Well,
someone has taken the diamond from its hiding place. A number of people know where it was hidden for the night. Can we rule out Rachel herself? She's acting very strange, isn't she? When she turned down Godfrey's proposal, it seemed she was choosing Franklin. (She only has cousins to choose from? What is the rush? When a girl turns 18, she needs to find a husband?) But suddenly she's furious with him. What has happened between them? Wilkie seems to be pointing to Franklin, but he's a little too obvious. Maybe
all of the suspects were in on the disappearance of the diamond in some way.
Have we completely ruled out the Indians? They couldn't have entered the house. Betteredge had checked all the locks - and let those dogs loose! Police Superintendent Seegrave seems to think the servants might have been acting with the Indians.

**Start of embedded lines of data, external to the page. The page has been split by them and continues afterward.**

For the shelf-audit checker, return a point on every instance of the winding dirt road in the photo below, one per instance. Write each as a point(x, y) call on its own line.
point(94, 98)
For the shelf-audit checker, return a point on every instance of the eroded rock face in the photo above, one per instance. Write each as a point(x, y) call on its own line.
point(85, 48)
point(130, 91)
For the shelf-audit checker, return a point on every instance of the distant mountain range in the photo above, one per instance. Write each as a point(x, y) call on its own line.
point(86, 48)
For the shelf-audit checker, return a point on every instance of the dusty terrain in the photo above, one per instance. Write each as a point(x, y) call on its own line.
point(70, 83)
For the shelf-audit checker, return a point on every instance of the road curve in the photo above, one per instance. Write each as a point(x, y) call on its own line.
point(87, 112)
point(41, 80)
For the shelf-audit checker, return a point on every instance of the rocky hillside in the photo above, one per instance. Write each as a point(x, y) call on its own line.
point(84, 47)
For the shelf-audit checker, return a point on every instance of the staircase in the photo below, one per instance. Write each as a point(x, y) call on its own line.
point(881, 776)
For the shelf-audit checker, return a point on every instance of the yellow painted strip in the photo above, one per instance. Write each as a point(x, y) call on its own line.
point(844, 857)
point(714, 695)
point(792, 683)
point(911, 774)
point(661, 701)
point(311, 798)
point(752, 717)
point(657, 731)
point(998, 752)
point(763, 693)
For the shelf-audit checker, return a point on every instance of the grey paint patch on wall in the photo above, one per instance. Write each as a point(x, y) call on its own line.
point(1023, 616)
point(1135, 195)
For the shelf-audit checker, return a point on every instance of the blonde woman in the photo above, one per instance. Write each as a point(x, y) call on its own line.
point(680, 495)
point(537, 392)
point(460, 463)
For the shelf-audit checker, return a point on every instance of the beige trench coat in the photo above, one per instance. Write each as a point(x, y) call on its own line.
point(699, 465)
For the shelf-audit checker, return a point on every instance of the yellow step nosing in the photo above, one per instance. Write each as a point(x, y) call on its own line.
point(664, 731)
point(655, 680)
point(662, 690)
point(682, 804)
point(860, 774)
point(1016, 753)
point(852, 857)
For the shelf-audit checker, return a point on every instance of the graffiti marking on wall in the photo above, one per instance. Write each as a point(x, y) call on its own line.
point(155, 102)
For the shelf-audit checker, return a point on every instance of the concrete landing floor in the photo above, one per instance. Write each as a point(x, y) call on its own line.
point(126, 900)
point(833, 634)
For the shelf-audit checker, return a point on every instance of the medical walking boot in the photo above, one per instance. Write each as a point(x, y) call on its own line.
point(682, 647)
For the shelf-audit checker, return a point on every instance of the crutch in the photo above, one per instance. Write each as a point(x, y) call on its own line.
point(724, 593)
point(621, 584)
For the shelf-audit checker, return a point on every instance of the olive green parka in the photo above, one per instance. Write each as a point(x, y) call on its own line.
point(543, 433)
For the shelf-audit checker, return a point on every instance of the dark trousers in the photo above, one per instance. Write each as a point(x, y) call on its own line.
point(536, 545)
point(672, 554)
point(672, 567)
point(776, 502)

NOBODY wants to get their hands on that diamond as badly as the Indians do! Hmm... Seegrave is local and knows the people involved, but I am losing confidence in his abilities...just as Franklin is.
I was interested in one of the questions in the heading...
2. What recent event of that time would have made the three Indians particularly sinister to Collins' readers?
Do you have any idea? Was this mentioned - and I forgot? Hoping to find something of the recent relations between the British and the Indians, I came up with this information on the Indian Revolt of 1857, just a few years before Wilkie wrote his novel -
The Sepoy Mutiny was a violent and very bloody uprising against British rule in India in 1857. It is also known by other names: the Indian Mutiny, the Indian Rebellion of 1857, or the Indian Revolt of 1857. During the uprising, women and children were butchered in cold blood and their bodies bodies were flung into a well.
"Never in our history had such a cry for vengeance arisen as when the story of that hideous crime was told."
The mutiny brought the end of the old order. It convinced the government at home that the time had definitely come for ending the old East India Company and transferring the government of India to the Crown."
http://history1800s.about.com/od/thebritishempire/ss/The-Sepoy-Mutiny.htmI'm not sure how this would have figured into WilkieC's story - but perhaps it explains the suspicion that the Indians, if not "jugglers," were persons of interest to the Police...and possibly "sinister" to everyone else... How dangerous do you think they are if unable to retrieve the diamond?